People!

We went to see Nick Hytner’s National Theatre production of Alan Bennett’s latest play, People. Verdict: enjoyable and amusing, but not as memorable as his best work (for example A Question of Attribution). In it, Bennett works out one of his ongoing obsessions: what’s happened to British society, and Margaret Thatcher’s role in same. His vehicle is a comedy set in a decaying stately home whose decrepit aristocratic owner (played with great panache by Frances de la Tour) is trying to decide whether or not to hand it over to the National Trust. The comic relief is provided by (a) a nauseating fine art auctioneer of the Sothebys/Christies/Bonham/Phillips variety and (b) a group of film-makers who are using the premises as the set for a porn movie, complete with jokes about erections and a Latvian actress who whiles away the time between fornications knitting something warm for her aged grandmother back home. Her pleasant vacuity immediately brought to mind the sexy Swedish secretary hired by Zero Mostel in the original production of Mel Brooks’s The Producers.

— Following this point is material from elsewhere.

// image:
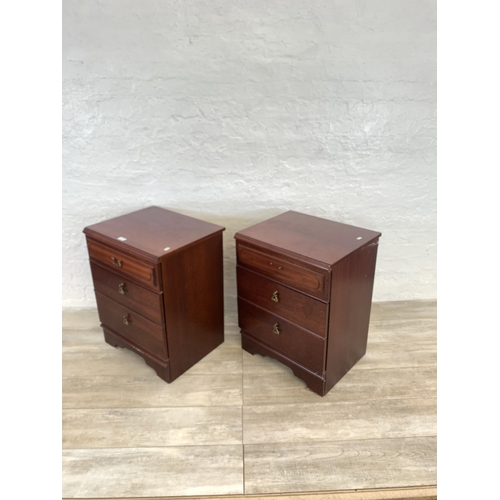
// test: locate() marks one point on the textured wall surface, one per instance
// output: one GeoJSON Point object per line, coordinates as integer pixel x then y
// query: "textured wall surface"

The Trust, needless to say, doesn’t come out of it well: it’s mercilessly lampooned as an outfit that saves British ‘heritage’ by sanitising and trivialising it for the delectation of middle-class folks whose capacity for aesthetic (or indeed any other kind of) judgement has been anesthetized by modern consumerism. But it has at least the consolation of being represented by a terrific over-the-top performance by Nicholas le Prevost as its representative on earth. And maybe the moral of the story is that, just as we get the politicians or newspapers that we deserve, we also get the ‘heritage’ we deserve.